Maryland amends student financing company registration
On May 8, the Maryland governor signed HB 913 to amend certain provisions relating to student financing company registration and reporting requirements. Among other things, the Act defines the term “student financing company” to mean “an entity engaged in the business of securing, making, or extending student financing products, or any purchaser, assignee, or holder of student financing products.” Student financing companies seeking to provide services in the state will be required to register with the Commissioner of Financial Regulation beginning March 15, 2024. Additionally, the Act provides that a student financing company seeking to renew its registration on an annual basis may be required to pay a fee at the time of renewal. The Act also authorizes the Commissioner to adopt registration procedures for student financing companies, including the use of the Nationwide Multi-State Licensing System and Registry, and may impose certain fees for using the registry.

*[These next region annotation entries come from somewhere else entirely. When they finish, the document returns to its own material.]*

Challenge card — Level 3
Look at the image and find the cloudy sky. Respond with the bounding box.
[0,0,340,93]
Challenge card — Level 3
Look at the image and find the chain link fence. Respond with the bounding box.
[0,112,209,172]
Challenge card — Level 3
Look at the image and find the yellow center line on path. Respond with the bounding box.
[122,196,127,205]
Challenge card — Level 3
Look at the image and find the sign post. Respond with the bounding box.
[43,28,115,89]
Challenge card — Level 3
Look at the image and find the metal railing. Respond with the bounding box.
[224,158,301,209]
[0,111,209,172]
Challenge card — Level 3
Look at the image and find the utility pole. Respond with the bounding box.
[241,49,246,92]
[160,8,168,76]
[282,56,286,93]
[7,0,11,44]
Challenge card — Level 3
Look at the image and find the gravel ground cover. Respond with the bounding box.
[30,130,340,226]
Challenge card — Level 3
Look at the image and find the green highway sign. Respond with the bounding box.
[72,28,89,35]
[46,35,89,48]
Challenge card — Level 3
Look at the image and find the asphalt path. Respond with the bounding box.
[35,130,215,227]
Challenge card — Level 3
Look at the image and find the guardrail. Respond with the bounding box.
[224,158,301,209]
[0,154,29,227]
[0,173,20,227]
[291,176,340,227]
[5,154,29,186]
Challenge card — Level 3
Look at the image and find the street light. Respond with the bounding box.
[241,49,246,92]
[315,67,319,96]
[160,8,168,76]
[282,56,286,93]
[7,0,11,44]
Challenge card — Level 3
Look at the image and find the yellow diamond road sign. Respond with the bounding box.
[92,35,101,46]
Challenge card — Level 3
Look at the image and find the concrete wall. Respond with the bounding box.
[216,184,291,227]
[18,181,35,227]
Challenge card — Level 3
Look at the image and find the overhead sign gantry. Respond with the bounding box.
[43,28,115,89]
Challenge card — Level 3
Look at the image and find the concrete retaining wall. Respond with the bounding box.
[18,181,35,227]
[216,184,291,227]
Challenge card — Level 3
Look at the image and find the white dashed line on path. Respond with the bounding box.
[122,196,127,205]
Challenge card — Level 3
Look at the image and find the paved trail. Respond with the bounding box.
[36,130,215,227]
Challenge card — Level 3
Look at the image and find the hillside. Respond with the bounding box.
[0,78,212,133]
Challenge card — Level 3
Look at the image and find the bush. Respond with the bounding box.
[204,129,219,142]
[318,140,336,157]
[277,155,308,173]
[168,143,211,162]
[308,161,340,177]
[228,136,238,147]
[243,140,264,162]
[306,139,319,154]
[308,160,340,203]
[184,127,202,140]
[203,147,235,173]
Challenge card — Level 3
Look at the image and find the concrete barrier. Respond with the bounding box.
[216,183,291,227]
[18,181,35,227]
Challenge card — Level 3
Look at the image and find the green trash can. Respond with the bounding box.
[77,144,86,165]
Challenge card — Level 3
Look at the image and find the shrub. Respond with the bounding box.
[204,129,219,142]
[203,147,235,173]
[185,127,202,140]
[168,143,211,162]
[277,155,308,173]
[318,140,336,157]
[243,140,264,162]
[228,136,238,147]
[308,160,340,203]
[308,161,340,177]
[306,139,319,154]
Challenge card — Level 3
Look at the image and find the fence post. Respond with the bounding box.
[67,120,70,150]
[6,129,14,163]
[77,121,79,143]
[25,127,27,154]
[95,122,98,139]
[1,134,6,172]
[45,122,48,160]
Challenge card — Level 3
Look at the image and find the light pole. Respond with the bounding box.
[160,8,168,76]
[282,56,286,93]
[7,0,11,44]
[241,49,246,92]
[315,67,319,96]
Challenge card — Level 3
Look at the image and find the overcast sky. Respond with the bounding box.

Additionally, the Act makes several technical clarifying provisions to the reporting requirements for student financing companies to be filed with the Commissioner annually on or before March 15. Furthermore, on or before June 15, 2024 (and each June 15 thereafter), information reported by the student financing companies will be available on a publicly accessible website to be developed and maintained by the Commissioner. The Act is effective October 1.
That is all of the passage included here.